Leticia regresó con una bebida en la mano, una especie de jugo fresco que Jhon aceptó con un asentimiento. Ella se sentó junto a él, doblando las rodillas con elegancia y dejándose caer a su lado, tan cerca que podía sentir el calor de su piel.

—¿De qué quieres hablar? —preguntó Leticia, rompiendo el silencio mientras lo miraba con interés.

Jhon tomó un sorbo de la bebida antes de responder.

—Me interesan los deportes, la guerra y la diplomacia —reveló, casi de manera automática, como si estuviera recitando una lista en su mente. No era la verdad completa, pero tampoco era mentira. Había perdido interés en muchas cosas cuando el mundo se había desplomado, pero aún quedaba algo dentro de él que reconocía esos antiguos intereses.

Leticia sonrió jugueteando con su cabello.

—Me gusta el arte, los deportes también, y... bueno, las compras —dijo, aunque la última palabra sonó vacía, como un eco de un pasado que ya no podía existir en esta nueva realidad.

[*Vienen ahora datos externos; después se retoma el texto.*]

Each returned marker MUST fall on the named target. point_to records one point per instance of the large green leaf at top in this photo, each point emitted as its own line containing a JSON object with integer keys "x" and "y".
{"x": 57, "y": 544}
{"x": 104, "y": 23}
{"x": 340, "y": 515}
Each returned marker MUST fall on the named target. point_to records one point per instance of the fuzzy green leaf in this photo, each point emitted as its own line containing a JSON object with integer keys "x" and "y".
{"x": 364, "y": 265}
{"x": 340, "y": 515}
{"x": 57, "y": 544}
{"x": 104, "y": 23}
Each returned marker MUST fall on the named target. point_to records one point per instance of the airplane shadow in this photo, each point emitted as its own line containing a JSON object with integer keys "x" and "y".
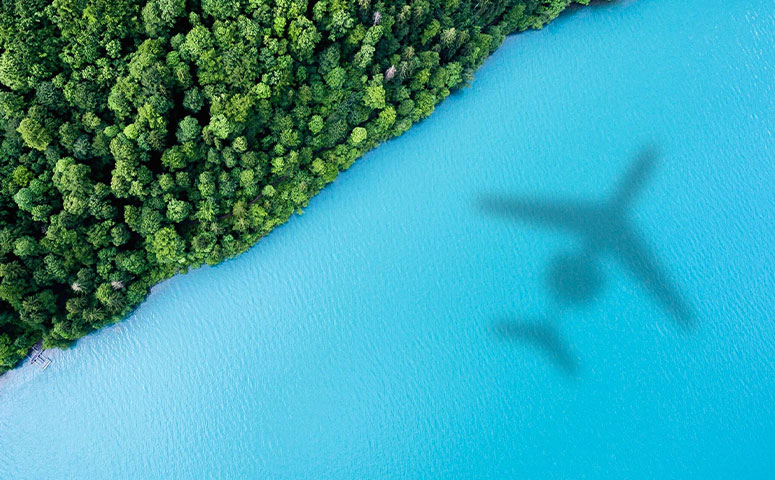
{"x": 544, "y": 336}
{"x": 574, "y": 278}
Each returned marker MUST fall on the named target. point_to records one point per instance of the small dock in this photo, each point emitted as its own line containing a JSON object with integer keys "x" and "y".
{"x": 38, "y": 358}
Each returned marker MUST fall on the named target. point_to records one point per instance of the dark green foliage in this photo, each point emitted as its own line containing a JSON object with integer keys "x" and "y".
{"x": 143, "y": 138}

Durante varios minutos, la conversación fluyó de manera mecánica. Jhon no sabía cómo conectarse más allá de su misión. ¿Cómo podía haber placer o verdadero interés en medio de la obligación que los envolvía? Las palabras se sentían ligeras, triviales, como si ambos intentaran llenar el vacío de algo que no podía ser llenado solo con palabras.

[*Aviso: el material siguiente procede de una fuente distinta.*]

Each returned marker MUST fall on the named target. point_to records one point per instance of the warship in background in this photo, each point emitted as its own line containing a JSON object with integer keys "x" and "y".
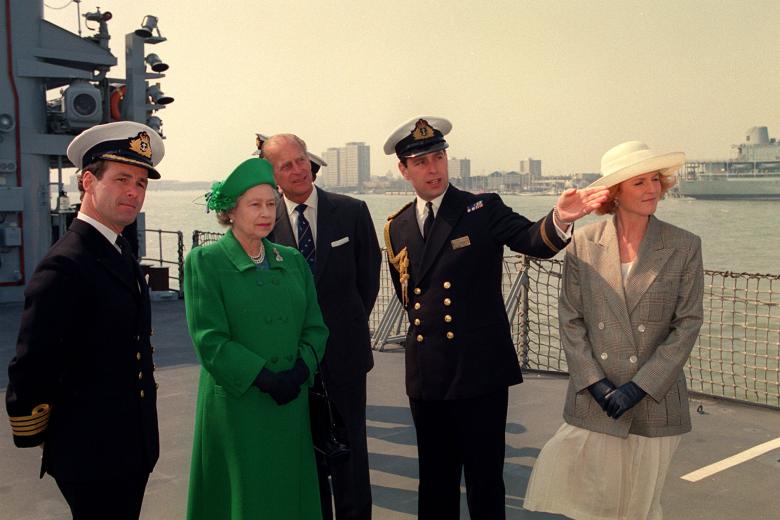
{"x": 753, "y": 174}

Al fin, el silencio se asentó entre ellos. Jhon levantó la mano, sintiendo el impulso de avanzar hacia lo inevitable. Su mano rozó la mejilla de Leticia, y ella no apartó la mirada. Sabía lo que venía, lo que tenía que suceder. Él le contó la razón por la que estaba allí, aunque ambos ya lo sabían, aunque no hubiera necesidad de ponerlo en palabras.

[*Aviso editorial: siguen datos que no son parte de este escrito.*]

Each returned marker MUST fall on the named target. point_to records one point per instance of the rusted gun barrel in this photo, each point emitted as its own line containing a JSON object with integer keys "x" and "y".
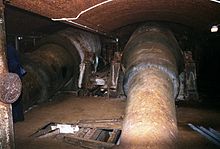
{"x": 151, "y": 60}
{"x": 55, "y": 63}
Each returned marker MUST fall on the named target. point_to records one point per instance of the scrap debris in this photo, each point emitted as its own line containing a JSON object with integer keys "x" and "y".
{"x": 91, "y": 134}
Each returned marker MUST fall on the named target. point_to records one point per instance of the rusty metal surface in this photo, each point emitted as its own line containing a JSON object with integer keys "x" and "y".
{"x": 150, "y": 119}
{"x": 151, "y": 85}
{"x": 55, "y": 64}
{"x": 6, "y": 124}
{"x": 112, "y": 14}
{"x": 152, "y": 46}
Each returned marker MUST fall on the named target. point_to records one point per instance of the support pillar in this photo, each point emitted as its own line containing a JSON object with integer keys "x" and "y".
{"x": 10, "y": 89}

—Es por la humanidad —murmuró, sin emoción, pero con convicción.

Leticia asintió con los ojos fijos en él, como si estuviera lista para aceptar el destino que había sido impuesto sobre ambos. No había resistencia, no había otra opción. Ambos entendían que lo que estaban haciendo no era solo por ellos, sino por algo más grande, por el renacimiento de una especie al borde de la extinción.

Jhon la besó, y ella se entregó a él, resignada, consciente de la necesidad, sin dejar espacio para la duda o el arrepentimiento.

La mañana siguiente llegó con la luz del amanecer filtrándose a través de las cortinas. Jhon se levantó de la cama donde Leticia yacía dormida, con una sonrisa tenue en los labios, envuelta entre las sábanas blancas. Se vistió en silencio, mientras ella permanecía en ese sueño tranquilo y frágil.